Yes, the Moebius model does build into an attractive piece out of the box. But this model will require a lot of extra effort to make it look finished from every angle. Although the detailing of the stone walls, floor and door is good as far as it goes, the tops and sides of the pieces are smooth. That means the modeler has to carry the detail to the sides of the base elements - and for some of us, the backs - for a more realistic appearance. And I find the composition of the kit rather unbalanced, with the big section of blank wall to the Monster's right unrelieved by any other feature (hence my inquiry about the trunk). 

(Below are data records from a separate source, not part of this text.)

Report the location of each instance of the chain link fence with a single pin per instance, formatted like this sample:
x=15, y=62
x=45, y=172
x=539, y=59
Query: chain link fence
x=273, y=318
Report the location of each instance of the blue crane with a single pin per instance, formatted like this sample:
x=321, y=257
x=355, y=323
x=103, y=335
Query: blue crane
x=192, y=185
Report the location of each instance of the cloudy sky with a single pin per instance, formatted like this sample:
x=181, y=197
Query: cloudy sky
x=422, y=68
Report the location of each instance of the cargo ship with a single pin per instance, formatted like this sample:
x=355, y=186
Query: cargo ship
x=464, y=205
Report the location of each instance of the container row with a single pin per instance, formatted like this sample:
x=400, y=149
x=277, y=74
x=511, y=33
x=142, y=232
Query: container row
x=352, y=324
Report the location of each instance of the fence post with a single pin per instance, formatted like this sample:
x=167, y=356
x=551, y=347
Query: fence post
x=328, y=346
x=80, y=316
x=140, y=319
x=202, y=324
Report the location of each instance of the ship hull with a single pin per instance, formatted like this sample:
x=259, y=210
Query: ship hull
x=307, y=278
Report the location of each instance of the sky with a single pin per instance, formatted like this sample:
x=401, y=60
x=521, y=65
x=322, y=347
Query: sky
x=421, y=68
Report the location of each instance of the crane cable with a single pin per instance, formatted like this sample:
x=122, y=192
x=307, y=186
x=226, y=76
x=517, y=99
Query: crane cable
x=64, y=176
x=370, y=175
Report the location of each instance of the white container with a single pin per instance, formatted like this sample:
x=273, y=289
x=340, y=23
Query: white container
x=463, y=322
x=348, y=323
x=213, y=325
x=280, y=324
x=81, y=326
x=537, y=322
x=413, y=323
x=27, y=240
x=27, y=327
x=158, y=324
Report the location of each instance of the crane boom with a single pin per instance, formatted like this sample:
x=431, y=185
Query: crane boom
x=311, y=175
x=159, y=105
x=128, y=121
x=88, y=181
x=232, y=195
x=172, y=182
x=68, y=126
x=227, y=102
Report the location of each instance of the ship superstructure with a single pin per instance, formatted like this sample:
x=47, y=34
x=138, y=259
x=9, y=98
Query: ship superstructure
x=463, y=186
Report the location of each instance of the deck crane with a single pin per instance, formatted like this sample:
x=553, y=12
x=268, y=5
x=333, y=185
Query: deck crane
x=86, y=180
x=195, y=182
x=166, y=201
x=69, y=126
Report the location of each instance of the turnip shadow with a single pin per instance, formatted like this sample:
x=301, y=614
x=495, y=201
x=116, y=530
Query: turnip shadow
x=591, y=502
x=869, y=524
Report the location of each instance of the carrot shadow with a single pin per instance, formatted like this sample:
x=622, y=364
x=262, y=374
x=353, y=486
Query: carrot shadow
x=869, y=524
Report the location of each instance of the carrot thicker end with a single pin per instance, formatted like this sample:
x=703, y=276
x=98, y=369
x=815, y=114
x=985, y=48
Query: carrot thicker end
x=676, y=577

I'd have thought that modern casting methods would have precluded some of these issues, but I'm not an engineer. Also, I have heard that there can be many alterations made to the original sculpt by the mold makers in China. And, given the size of the model and the amount of plastic involved, I'm sure there were financial considerations which determined how much model could be packed in the box for a reasonable price.

All of which means this model will be a challenge to build. Now that you and MCR and two other people who PMed me have got me all hotted up to do it, I will. What the heck -  I only have about 2 dozen started projects laying around...


----------



## COPP (Mar 25, 2013)

Hey Mark, box arrived today with the display pieces you did, and I know it is a cliche, but the pictures DO NOT do justice to your work! OUTSTANDING!!! Of course this DOES present a bit of a problem...At shows, people will CONSTANTLY be asking to BUY my display!  Along those lines, do you take commission work? I would be glad to hand out business cards or send folks your way! I may want to have you do another as a gift for Frank at Moebius to thank him for all the support he has shown me through the years (and PARTICULARLY with this project!) 
Tom


----------



## Mark McGovern (Apr 25, 1999)

Tom,

I'm glad to hear my work measures up, considering you already have some terrific painters working for you. Yes, I do take commissions - they just don't come steadily enough for me to quit my day job; I'll send you some cards ASAP. And sure, I'd be more than happy to paint a head up for Frank - without him, there wouldn't have been a Frankenstein model kit in the first place!

Thanks for giving me this opportunity, my friend. And oh yeah, thanks for the WWC base parts, too! :wave:


----------



## COPP (Mar 25, 2013)

Hey Mark to clarify, NO ONE works FOR me, but I'm lucky to have some great guys working WITH ME! :thumbsup:
Tom


----------



## Mark McGovern (Apr 25, 1999)

I sit corrected. :thumbsup:


----------



## frankiefreak (Mar 15, 2011)

Nice job Mark. Mine is almost done so I'll post some pics in the next couple days. I love the pic that looks like the painting! Thanks for sharing.

MIchael:thumbsup:


----------



## Mark McGovern (Apr 25, 1999)

Thanks, ff! I've got a good start on my Franky. I'm getting bogged down with the refinements, so some inspiration from your build will be welcome!


----------



## KurtKC (Oct 13, 2009)

Getting late into this discussion, but just wondering if there is any way to get a hold of one the terrific replacement heads. The COPP website appears to be under construction or closed. Thanks!


----------



## Bwain no more (May 18, 2005)

Kurt; email me direct at [email protected] and I will hook you up. :thumbsup:
Tom


----------



## MartinHatfield (Apr 11, 2004)

Hey folks, I am a bit behind in my building of models. I just want to know if there is any source for this Particular head replacement for the Frankenstein kit?


----------



## Todd P. (Apr 12, 2007)

Sadly, Martin, all of the Cult of Personality products are indefinitely -- but possibly not permanently -- out of production since Tom Parker's death almost a year ago. At least some of the molds are in the hands of a new owner, but I don't know exactly what he has and when he might do anything with them. Sorry, that's all I can say about that.

It's possible that Posthumous Productions offers a replacement head or heads for the Moebius Frankenstein, but it's difficult to figure out what Posthumous is selling or to get in touch to buy something.

I know that at least two new replacement heads are in the works for this kit. One will come from me, and it won't be a Karloff Monster. The other is from another individual. I'm sure more details will be available before too long.


----------



## Mark McGovern (Apr 25, 1999)

As I mentioned back in 2013, somebody successfully replaced the Moebius head with one from an Aurora kit. And, since Posthumous Productions makes replacement heads for the Aurora kit, I don't see why one of them couldn't be used to improve the Moebius head as well.

Geez, how I miss Tom... :crying:


----------